Animal favorito del arte rupestre hispánico, desde los bisontes de las cuevas del norte de España, el toro ha transitado por el imaginario hispánico en directa sucesión. Desde Altamira, hay grandes bóvidos de la era glacial, y toros frente a «pasífaes» hispánicas en cuevas del Maestrazgo y Levante, como la mujer de La Vacada. O toros en «saltos» casi cretenses, como el de Cingle de la Gasulla. Investigadores como Caro Baroja (1944), Álvarez de Miranda (1962), Blanco Freijeiro (1962) o Cerdá (1976) han estudiado la remota antigüedad del toro como elemento religioso en la península ibérica. Las pinturas atestiguan bailes rituales con especial presencia femenina o de hombres transformados en toros o en híbridos, como minotauros. Qué decir de los toros de piedra, abundantes en toda la península, como los de Guisando, Cabeza del Lucero, Beja o Écija.

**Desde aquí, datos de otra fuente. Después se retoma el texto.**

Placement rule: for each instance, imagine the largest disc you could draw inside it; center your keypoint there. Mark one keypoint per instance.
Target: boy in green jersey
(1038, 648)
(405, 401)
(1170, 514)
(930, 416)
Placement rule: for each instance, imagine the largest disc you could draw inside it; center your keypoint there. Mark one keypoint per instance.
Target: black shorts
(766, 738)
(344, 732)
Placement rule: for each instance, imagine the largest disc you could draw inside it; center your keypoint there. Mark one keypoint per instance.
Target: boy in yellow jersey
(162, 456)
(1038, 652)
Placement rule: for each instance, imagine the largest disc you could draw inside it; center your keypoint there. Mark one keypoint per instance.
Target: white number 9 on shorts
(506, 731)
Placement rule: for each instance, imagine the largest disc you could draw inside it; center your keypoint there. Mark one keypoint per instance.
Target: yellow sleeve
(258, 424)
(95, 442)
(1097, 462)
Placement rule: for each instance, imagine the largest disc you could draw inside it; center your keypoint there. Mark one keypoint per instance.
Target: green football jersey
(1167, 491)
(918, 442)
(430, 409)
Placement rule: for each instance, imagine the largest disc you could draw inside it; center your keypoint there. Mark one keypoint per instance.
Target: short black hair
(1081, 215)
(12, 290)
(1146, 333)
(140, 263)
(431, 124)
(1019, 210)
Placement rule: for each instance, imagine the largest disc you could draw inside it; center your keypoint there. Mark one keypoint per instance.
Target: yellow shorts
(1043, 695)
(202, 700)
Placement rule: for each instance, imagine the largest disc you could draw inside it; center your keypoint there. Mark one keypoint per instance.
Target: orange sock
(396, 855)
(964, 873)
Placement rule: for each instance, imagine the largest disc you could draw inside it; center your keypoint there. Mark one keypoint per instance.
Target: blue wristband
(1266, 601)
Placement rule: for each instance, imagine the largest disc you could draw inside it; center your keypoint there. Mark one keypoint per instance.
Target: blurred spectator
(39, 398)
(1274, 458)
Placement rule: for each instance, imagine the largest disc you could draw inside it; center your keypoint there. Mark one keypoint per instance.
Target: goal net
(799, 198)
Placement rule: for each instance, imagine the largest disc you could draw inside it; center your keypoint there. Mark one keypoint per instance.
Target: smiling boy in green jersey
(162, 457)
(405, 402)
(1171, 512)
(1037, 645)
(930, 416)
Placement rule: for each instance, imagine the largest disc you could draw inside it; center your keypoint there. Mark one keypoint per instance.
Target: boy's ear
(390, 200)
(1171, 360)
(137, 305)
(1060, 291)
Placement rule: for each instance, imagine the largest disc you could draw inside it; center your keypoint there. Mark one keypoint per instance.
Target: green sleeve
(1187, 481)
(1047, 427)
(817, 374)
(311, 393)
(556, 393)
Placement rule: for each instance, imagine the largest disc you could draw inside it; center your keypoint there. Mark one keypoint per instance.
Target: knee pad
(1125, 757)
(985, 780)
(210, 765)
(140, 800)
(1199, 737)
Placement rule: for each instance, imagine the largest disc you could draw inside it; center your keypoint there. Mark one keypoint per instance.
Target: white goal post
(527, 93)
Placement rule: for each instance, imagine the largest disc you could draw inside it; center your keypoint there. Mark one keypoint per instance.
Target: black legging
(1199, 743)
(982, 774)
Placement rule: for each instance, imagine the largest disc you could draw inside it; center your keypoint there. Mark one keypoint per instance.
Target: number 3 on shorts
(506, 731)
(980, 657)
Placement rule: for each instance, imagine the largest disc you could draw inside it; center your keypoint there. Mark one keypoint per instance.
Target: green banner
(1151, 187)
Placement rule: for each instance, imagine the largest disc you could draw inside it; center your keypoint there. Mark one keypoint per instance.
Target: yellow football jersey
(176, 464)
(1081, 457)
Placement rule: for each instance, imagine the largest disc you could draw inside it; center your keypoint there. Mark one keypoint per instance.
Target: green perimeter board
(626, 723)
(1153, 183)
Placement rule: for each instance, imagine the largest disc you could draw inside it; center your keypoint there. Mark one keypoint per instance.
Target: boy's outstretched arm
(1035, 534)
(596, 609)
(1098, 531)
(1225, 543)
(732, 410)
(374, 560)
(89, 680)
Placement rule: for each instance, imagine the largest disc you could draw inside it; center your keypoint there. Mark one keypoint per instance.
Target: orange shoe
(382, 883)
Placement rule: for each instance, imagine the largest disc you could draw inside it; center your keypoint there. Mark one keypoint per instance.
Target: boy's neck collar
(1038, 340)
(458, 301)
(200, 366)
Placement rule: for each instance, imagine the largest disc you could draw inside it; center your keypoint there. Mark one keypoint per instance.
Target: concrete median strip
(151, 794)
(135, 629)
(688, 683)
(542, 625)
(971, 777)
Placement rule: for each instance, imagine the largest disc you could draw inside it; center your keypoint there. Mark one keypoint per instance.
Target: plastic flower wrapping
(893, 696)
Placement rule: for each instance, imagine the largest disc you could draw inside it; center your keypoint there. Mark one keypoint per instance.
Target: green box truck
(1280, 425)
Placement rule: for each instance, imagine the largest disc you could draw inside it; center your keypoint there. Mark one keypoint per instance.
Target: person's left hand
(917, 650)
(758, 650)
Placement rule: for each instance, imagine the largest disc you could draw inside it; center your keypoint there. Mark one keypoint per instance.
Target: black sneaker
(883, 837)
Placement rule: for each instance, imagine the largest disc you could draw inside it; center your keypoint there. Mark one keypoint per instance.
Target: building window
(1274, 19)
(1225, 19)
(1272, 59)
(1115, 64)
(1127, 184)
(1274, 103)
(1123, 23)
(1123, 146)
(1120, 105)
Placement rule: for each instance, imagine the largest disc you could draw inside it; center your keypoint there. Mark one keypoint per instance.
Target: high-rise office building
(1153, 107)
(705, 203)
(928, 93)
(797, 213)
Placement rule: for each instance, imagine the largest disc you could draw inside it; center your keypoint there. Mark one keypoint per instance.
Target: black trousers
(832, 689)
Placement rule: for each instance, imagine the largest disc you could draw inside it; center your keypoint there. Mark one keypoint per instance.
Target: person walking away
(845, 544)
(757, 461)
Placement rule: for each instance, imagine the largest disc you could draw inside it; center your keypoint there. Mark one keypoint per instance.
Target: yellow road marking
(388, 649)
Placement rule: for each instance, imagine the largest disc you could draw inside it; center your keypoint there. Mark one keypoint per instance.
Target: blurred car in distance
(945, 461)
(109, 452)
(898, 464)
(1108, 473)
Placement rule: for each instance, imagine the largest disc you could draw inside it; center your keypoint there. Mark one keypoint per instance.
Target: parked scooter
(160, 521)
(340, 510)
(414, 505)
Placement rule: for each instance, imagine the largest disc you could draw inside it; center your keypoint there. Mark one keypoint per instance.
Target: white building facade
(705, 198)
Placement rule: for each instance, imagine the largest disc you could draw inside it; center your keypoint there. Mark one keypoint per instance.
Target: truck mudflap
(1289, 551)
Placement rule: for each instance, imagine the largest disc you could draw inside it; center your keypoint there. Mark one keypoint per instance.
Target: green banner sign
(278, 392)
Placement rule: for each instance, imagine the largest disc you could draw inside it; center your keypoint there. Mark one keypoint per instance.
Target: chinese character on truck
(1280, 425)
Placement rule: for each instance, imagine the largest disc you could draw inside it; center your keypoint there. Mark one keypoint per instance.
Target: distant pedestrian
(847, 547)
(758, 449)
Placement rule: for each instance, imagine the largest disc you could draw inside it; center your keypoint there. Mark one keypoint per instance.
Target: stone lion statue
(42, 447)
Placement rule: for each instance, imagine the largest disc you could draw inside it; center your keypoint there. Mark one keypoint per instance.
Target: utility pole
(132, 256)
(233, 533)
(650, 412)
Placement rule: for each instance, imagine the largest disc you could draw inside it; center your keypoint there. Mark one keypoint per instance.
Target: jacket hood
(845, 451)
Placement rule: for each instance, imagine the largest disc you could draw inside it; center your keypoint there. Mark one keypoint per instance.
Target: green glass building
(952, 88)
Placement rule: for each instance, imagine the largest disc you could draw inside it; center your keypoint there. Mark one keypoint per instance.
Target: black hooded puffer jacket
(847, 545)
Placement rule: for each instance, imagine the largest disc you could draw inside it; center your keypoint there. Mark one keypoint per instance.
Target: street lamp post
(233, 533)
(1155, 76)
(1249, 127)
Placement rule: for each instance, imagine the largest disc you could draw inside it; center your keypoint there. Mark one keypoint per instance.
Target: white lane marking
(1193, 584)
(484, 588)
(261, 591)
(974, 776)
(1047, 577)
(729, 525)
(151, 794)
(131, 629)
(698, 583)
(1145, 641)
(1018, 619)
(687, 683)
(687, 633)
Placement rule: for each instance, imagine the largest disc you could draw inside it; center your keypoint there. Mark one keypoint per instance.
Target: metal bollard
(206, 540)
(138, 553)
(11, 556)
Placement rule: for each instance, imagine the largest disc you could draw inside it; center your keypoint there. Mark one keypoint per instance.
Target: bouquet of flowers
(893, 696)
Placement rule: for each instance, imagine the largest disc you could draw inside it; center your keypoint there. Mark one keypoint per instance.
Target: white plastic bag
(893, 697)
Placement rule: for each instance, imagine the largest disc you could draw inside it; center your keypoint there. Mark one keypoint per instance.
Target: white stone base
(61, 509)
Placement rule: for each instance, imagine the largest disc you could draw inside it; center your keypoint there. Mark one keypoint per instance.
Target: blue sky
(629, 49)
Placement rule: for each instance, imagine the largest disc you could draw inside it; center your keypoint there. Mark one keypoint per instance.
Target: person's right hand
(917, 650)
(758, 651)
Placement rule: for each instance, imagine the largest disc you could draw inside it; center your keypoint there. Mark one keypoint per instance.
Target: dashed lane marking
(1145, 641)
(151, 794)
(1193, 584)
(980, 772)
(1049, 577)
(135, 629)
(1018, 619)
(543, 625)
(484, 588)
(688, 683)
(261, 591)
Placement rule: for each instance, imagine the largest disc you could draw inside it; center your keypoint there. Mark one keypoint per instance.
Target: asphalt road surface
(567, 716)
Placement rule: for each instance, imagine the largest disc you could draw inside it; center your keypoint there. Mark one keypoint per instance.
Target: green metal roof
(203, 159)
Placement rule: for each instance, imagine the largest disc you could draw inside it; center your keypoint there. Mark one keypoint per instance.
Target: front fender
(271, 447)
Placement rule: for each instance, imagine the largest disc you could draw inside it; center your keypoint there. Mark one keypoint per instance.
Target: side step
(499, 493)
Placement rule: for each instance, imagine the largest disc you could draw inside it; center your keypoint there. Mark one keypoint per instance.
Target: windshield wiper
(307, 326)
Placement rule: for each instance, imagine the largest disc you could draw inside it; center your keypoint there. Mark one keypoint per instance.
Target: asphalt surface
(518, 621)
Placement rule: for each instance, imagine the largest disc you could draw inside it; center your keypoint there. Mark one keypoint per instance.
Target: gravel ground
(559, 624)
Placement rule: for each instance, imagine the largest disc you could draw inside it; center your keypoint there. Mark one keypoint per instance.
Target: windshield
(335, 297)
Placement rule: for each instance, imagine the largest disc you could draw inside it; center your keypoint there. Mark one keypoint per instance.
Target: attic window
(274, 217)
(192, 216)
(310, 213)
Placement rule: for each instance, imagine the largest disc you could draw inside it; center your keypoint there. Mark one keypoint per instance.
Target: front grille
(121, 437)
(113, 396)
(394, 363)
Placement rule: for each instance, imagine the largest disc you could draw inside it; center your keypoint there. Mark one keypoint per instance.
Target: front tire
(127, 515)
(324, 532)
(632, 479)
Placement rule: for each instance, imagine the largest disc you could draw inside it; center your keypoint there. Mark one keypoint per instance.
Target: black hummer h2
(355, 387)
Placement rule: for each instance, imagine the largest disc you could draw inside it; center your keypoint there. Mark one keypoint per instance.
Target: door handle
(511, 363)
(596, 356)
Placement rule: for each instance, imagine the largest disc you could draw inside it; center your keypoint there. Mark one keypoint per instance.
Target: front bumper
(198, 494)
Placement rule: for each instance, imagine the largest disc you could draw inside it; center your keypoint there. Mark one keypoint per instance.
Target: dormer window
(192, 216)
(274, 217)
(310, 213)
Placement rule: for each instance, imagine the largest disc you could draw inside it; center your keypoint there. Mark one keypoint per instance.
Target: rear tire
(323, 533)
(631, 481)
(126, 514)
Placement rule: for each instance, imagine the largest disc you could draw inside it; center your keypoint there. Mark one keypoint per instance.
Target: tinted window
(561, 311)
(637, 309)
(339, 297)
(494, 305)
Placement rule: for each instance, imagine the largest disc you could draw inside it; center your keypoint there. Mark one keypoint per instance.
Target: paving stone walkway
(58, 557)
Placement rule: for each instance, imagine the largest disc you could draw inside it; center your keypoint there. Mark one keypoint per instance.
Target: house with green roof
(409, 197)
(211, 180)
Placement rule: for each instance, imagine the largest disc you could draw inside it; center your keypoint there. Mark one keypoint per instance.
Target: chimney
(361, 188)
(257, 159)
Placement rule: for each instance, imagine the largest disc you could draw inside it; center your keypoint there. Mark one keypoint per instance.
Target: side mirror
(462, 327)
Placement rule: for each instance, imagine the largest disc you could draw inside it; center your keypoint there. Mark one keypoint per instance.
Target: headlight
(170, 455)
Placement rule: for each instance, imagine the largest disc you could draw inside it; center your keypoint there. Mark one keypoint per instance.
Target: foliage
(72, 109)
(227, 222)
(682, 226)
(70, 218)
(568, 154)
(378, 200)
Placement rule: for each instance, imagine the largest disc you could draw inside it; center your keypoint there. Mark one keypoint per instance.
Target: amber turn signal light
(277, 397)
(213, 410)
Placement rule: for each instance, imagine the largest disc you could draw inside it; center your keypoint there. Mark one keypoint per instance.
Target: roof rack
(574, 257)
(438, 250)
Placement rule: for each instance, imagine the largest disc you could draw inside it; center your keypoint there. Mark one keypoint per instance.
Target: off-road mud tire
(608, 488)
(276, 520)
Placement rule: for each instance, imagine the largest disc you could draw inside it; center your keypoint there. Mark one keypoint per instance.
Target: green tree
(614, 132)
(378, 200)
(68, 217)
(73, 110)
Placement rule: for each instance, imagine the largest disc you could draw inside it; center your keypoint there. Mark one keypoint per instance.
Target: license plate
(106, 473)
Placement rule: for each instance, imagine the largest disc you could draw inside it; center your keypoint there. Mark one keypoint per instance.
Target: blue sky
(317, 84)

Hay también teriántropos como el dios-toro rupestre de Reno Molero. O, ya en época histórica, el muy conocido ejemplo de la «Bicha de Balazote», esfinge taurina íbera, con cuerpo de toro, cabeza de hombre barbudo y pequeños cuernos y orejas de toro, que recuerda acaso a los monumentales lammasu o shedu de Mesopotamia. Pensamos también en los toros representados en Termancia y Numancia, con vasos decorados por toros surrealistas y emblemas solares.

Acompaña el toro numerosos ejemplos de arte funerario prerromano, como las estelas celtibéricas procedentes de Clunia, que han sido esgrimidas como resto de ese primordial culto o juego del toro ya en época de contacto con Roma. Se ve en los bajorrelieves jinetes con escudo redondo y una lanza, a modo de picador o caballero, y un toro atacado por lobos o perros. Los escudos adicionales que a veces hay pueden aludir a los enemigos vencidos por el difunto guerrero, en las estelas que se conservan en Burgos o Madrid, y en otro bajorrelieve famoso, perdido, pero cuyo dibujo se conservó, aparecía un famoso matador «avant la lettre».

Ante los juegos del toro del arte rupestre o de los pueblos prerromanos que abundan en la península casi viene naturalmente al recuerdo el fresco del arte minoico de la llamada «taurokathapsia» y otros ritos de sacrificio del toro como los del mitraísmo que, procedentes del mundo iranio, cundieron en época romana por todo el Mediterráneo fundiéndose con ritos preexistentes (en España, célebres mitreos fueron los de Tarragona, Lugo y Mérida). Los defensores del antiguo rito de la tauromaquia, una reliquia que milagrosamente sobrevive hoy en partes de Europa y América, quieren remontar su estirpe a estos ecos históricos: desde «el salto del toro» cretense a los grabados taurinos de Goya hay un largo recorrido. Pero en el fondo, posiblemente, tengan razón.